Stakeholders want the US Food and Drug Administration (FDA) to include biosimilars, as well as certain biologics regulated by the Center for Biologics Evaluation and Research (CBER), in the agency’s guidance on benefit-risk principles when evaluating product quality assessments.
In May, FDA published the Benefit-Risk Considerations for Product Quality Assessments draft guidance which applies to new drug applications (NDA), biologics license applications (BLAs) and supplements. It outlines possible mitigation strategies for product quality issues and the circumstances under which unresolved quality issues may be addressed during a public health emergency or a widespread drug shortage. (Related: FDA offers insight into product quality assessment principles, Regulatory Focus 11 May 2020)
Specifically, FDA says it will take a risk-based approach to product quality assessments to prevent potential shortages and consider mitigation strategies where there may be quality concerns. The risk of unresolved quality issues may be outweighed by the benefit of the product or the ability to bring it market quickly according to regulators, especially if the product addresses an unmet medical need.
In a comment on the guidance from Samsung Bioepis, the company asks FDA to consider including biosimilars as part of the benefit-risk considerations for product quality assessment.

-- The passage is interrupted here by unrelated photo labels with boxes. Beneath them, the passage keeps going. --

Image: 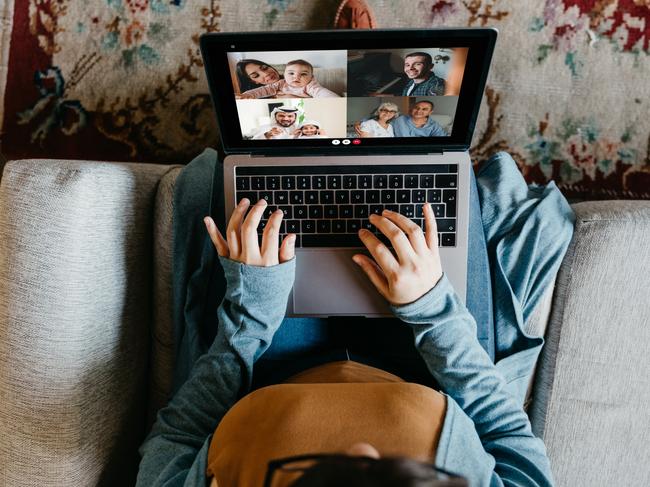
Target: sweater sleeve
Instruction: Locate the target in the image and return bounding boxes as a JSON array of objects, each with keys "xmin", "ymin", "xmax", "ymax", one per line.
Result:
[
  {"xmin": 137, "ymin": 257, "xmax": 295, "ymax": 486},
  {"xmin": 392, "ymin": 275, "xmax": 553, "ymax": 486}
]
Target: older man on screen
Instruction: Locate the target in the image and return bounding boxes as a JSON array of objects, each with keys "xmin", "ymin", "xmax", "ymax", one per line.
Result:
[
  {"xmin": 392, "ymin": 100, "xmax": 449, "ymax": 137},
  {"xmin": 253, "ymin": 107, "xmax": 298, "ymax": 139},
  {"xmin": 402, "ymin": 52, "xmax": 445, "ymax": 96}
]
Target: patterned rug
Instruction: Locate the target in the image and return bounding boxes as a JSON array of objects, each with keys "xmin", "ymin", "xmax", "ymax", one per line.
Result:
[{"xmin": 0, "ymin": 0, "xmax": 650, "ymax": 199}]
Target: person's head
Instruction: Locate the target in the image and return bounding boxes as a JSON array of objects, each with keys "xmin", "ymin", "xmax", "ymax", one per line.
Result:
[
  {"xmin": 374, "ymin": 101, "xmax": 399, "ymax": 122},
  {"xmin": 268, "ymin": 443, "xmax": 468, "ymax": 487},
  {"xmin": 404, "ymin": 51, "xmax": 433, "ymax": 79},
  {"xmin": 299, "ymin": 120, "xmax": 320, "ymax": 137},
  {"xmin": 284, "ymin": 59, "xmax": 314, "ymax": 88},
  {"xmin": 235, "ymin": 59, "xmax": 280, "ymax": 91},
  {"xmin": 410, "ymin": 100, "xmax": 433, "ymax": 118},
  {"xmin": 272, "ymin": 108, "xmax": 298, "ymax": 127}
]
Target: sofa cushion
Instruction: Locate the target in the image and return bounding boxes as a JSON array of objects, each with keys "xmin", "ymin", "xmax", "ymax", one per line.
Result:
[
  {"xmin": 0, "ymin": 160, "xmax": 173, "ymax": 486},
  {"xmin": 148, "ymin": 168, "xmax": 181, "ymax": 429},
  {"xmin": 529, "ymin": 201, "xmax": 650, "ymax": 485}
]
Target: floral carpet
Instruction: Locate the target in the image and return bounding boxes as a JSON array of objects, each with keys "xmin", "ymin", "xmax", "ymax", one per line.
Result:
[{"xmin": 0, "ymin": 0, "xmax": 650, "ymax": 199}]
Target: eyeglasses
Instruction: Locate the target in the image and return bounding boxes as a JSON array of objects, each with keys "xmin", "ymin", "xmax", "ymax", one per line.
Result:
[{"xmin": 264, "ymin": 454, "xmax": 469, "ymax": 487}]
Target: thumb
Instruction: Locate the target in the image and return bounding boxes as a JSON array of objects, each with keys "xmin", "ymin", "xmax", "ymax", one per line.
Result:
[
  {"xmin": 352, "ymin": 254, "xmax": 389, "ymax": 299},
  {"xmin": 280, "ymin": 233, "xmax": 296, "ymax": 264}
]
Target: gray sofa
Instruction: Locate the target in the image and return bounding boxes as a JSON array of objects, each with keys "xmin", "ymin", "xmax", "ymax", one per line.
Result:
[{"xmin": 0, "ymin": 160, "xmax": 650, "ymax": 486}]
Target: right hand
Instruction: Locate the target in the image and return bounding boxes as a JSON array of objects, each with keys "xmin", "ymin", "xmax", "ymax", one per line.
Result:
[
  {"xmin": 352, "ymin": 203, "xmax": 442, "ymax": 305},
  {"xmin": 203, "ymin": 198, "xmax": 296, "ymax": 267}
]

“As outlined in the Biologics Price Competition and Innovation Act of 2009 (BPCIA) enacted as Title VII of the Patient Protection and Affordable Care Act, the new regulatory pathway for biosimilar was created with the goal of reducing the cost of health care and improving how patient receive care which includes greater access,” said Samsung. “Biosimilars can improve broader patient access to biologics through improved affordability (which may be cost savings to various stakeholders) and this in turn enables earlier treatment in some instances of chronic and debilitating diseases in a manner that has the potential to significantly improve overall treatment outcomes.”
Similarly, in its comments, the drug lobby group PhRMA asks FDA to apply the guidance to certain CBER-regulated biologics, such as human gene therapies.
“While PhRMA generally supports the considerations set forth in the draft guidance, we offer a number of recommendations to help enhance clarity and support manufacturers in developing and submitting CMC information to the Agency. Broadly, we recommend that FDA expand the scope of the draft guidance to include products regulated by CBER,” the group said in letter dated 11 July. “While PhRMA recognizes there may be unique considerations to product quality assessments for CBER-regulated products (e.g., gene therapies), the higher-level considerations set forth in this draft guidance would apply to these products.”
In addition, PhRMA asked that FDA explicitly state that in certain circumstances, “…mitigation strategies can obviate the need for a quality postmarketing agreement (QPA). For example, mitigation strategies such as the use of in-filters (for visible particulates) and short in-use periods may adequately mitigate any residual risk that may otherwise be addressed through a QPA.”
The group also asked FDA to provide additional details on QPAs, post-marketing requirements (PMRs), and post-marketing commitments (PMCs). It also wants the agency to align its guidance with risk management principles outlined in International Council for Harmonisation (ICH) Q9 guideline.
Finally, the group recommends that FDA include examples in the final guidance that address new modalities.
“In particular, we encourage FDA to include an example of its approach to benefit-risk considerations on stability performance for new modality products,” said PhRMA.